Tracking the Start of SARS-CoV-2

Ranger222

Joined: Oct 20, 2007

Posts: 24,780

User Profile

Private Message

Ignore User Stop Ignoring

How long do you want to ignore this user?

24 hours One week Permanently Cancel

11:43a, 3/28/20

AG

So I've used this in response to a few threads now, and a locked thread last night wanted me to start a new thread that explains how we can track the virus and determine the start date of this "outbreak" that originated in China.

Thanks to the low cost and availability of sequencing today, hundreds if not thousands of viral genomes from SARS-CoV-2 have now been deposited online to share and distribute to the scientific community for analysis. The group that is leading the way in this is nextstrain.org which offers real-time tracking of pathogen evolution. They have made several different interactive charts to show how the virus is mutating that allows them to track the induction of an infection within a community and the resulting thread.

Here is an example of the power of their approach:

Trevor Bedford, a scientist at Fred Hutchinson in Seattle, shows that ~80% of the infections that occurred in Washington state most likely originated from one founder event, or infected person.

So how do they do this?

Its pretty simple.
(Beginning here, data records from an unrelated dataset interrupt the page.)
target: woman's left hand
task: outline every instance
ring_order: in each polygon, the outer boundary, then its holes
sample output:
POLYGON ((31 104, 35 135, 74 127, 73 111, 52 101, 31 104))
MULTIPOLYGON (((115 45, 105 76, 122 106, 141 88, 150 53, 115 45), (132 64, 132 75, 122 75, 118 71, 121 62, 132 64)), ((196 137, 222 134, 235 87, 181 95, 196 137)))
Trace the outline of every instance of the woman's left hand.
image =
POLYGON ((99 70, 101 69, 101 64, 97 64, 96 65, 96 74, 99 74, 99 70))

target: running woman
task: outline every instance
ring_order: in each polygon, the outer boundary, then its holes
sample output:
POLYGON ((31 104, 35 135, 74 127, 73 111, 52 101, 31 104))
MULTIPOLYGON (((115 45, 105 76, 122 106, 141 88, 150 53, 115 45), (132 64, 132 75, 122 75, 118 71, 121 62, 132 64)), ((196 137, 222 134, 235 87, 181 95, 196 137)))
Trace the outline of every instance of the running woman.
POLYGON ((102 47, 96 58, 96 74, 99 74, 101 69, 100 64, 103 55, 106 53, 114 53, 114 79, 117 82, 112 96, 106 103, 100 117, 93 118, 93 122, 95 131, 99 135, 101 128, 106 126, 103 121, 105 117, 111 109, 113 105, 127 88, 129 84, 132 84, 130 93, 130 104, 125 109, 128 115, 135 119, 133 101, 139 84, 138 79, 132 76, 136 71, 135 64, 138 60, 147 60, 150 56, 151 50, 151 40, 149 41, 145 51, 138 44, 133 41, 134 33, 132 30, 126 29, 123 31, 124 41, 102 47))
All viruses have a known mutation rate, meaning at a constant rate, a single nucleotide (A, G, T (here U) or C) becomes altered within the ~30,000 base pair viral genome. All living things experience this, as the machinery that replicates our genetic material is prone to errors. Sometimes those errors are beneficial to the organism, and that is how evolution occurs. Other times they are deleterious, and that mutation is quickly removed from a loss of fitness to the organism. Sometimes they just don't matter at all and persist as they do neither harm or good. They just accumulated over time. For this virus and others, they show a mutation rate of 2 base pairs in a given month.

So if we start with the original viral genome that first caused infection ---

XXXXXXXXXXXXXXXXXXXXXXXXXXXXXXXXXXXXXXXXXX

After one month we will have at least one population of infections that result in a viral genome that looks like this :

XXXXXXXXAXXXXXXXXXXXXXXBXXXXXXXXXXXXXXXXXX

We can then track this specific pattern to see where around the world this viral genome originated and how it is spreading.

You may have a different one that looks like this --

XXXAXXXXXXXXXXXXXXXXXXXXXXXXXXXXXXBXXXXXXX

and we can track this new population as well.

So over time, this version can gain a new mutation

XXXAXXXXXXXXXXXXXXCXXXXXXXXXXXXXXXBXXXXXXX

that we can track as well, but backtrack through the A and B mutations to its original founder, even through we now have a third mutation in C.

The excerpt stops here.